Natürlich spreche ich das direkt und unmissverständlich an! Ich möchte Dinge verändern, Unwissenheit aufklären, zum Umdenken anregen. Auf eine Anmerkung meinerseits kommt häufig entschuldigend „Ja, der ist aufgeregt“. Liebe Besitzer brachyzephaler Hunderassen – ich höre meine Hunde auch in der größten Aufregung nicht atmen!
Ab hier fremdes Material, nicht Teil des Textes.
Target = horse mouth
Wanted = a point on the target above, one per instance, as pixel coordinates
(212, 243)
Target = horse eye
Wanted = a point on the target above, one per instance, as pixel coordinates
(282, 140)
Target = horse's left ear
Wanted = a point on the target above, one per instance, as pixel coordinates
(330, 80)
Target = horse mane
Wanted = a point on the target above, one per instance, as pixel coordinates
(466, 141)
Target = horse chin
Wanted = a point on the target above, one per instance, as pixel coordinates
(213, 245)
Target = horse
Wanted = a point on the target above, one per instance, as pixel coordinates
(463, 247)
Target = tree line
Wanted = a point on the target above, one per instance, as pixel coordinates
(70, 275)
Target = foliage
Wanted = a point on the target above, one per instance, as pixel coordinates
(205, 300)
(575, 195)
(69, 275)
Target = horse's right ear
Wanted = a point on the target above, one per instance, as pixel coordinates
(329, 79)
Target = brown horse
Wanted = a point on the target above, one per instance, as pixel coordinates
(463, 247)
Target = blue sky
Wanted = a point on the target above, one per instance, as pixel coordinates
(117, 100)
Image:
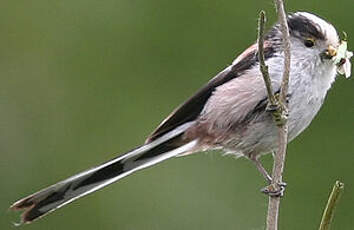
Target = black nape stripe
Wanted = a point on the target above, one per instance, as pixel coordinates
(301, 26)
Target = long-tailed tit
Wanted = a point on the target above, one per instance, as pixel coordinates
(227, 113)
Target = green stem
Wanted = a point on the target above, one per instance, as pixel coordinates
(333, 200)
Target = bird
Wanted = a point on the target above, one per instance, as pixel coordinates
(229, 113)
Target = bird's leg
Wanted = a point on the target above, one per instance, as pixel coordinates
(273, 189)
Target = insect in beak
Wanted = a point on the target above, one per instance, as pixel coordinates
(331, 51)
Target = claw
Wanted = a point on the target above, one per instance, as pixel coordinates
(274, 189)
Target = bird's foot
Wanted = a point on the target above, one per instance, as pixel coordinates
(274, 189)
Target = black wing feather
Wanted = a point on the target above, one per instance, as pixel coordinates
(191, 108)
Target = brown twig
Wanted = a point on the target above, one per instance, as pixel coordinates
(333, 200)
(281, 109)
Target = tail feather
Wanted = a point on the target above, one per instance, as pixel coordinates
(66, 191)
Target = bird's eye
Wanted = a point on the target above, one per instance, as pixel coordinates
(309, 42)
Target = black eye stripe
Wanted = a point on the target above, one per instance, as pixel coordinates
(309, 43)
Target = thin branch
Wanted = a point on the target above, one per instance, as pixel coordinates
(333, 200)
(263, 66)
(280, 110)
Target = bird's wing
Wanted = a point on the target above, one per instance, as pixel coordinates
(191, 109)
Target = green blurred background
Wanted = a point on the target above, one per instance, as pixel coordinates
(82, 80)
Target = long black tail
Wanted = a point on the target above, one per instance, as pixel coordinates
(66, 191)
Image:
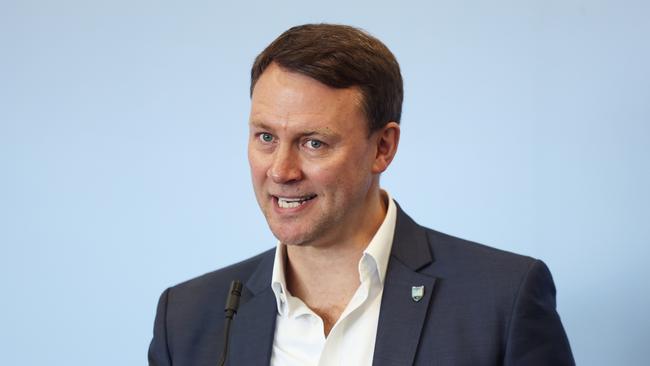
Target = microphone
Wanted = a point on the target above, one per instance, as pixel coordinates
(232, 304)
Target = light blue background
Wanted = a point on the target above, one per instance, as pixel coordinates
(526, 126)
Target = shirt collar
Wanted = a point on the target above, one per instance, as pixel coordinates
(375, 256)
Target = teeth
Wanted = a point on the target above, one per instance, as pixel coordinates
(291, 202)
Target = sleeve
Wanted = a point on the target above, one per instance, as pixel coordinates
(158, 349)
(535, 333)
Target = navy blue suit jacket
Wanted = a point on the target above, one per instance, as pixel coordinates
(481, 306)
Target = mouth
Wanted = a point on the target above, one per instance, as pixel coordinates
(292, 202)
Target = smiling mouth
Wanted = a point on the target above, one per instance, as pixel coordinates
(293, 202)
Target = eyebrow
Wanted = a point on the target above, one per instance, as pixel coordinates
(309, 132)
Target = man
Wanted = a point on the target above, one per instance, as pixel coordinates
(353, 280)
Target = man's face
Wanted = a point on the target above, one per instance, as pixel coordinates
(311, 158)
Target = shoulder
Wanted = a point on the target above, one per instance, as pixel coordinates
(451, 251)
(214, 285)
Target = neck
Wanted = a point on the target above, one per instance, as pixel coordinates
(326, 277)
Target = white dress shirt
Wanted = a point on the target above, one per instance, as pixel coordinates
(299, 333)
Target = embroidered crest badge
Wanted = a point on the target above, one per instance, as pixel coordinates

Und wenn dem so wäre, wäre ich beim Anblick und dem Geräusch der Atemnot bereits auf dem Weg in die Tierklinik.

 

Gefolgt werden die Ausführung der Aufregung häufig mit dem Spruch „Der ist freiatmend. Wir haben lange nach einem guten Züchter gesucht“. Ich blicke in ein Gesicht mit Schlitzen als Nasenlöchern und mit einer, wie so häufig, viel zu kurzen Nase und denke mir – ein Qualitätssigel für eine Selbstverständlichkeit …

 

Allein die Falten über der Nase (bzw. besser gesagt über dem Nasenspiegel, denn das Vorhandensein einer richtigen Nase lässt sich bei dem einen oder anderen Exemplar bestreiten) führen neben einer katastrophal schlechten Atmung zu einer erheblichen Beeinträchtigung des Blickfeldes eines Hundes. Je nach Ausprägung kann es passieren, dass der Hund 0.50 – 1 m vor den eigenen Füßen nichts sieht! Offensichtlich ist das egal, es sieht schön aus! Das muss so sein! Was sollte er da auch sehen wollen?

Es hemmt mich beim Training. Ich möchte nicht, dass ihnen etwas passiert. Und warum? Weil ich diese Rassen nicht leiden kann?

Eigentlich ist diese Tatsache an Ironie fast nicht zu überbieten. Hunde, die mir vom Wesen sehr am Herzen liegen, verteidige ich, versuche Verständnis für das Leid der Tiere zu schaffen, eine Veränderung im Denken der Menschen hervorzurufen. Und warum? Vermutlich weil mir deren Wohl mehr am Herzen liegt als den eigenen Besitzern.

 

Was lasse ich mir also vorwerfen? Dass mir das Herz blutet, wenn ich wirklich tolle Hunde kennen lerne, die in ihrem verstümmelten Körper niemals das Leben führen dürfen, was sie verdienen? Das ich körperliche Behinderungen und das Ausmaß dieser Züchtungen mit klaren Worten anspreche? Ja, dazu stehe ich und es ist auch meine Aufgabe, genau das zu tun. Wie herrlich einfach wäre das alles, wenn ich diese Rassen per se nicht leiden könnte. Dann würde mir deren körperlicher Zustand nämlich absolut egal sein!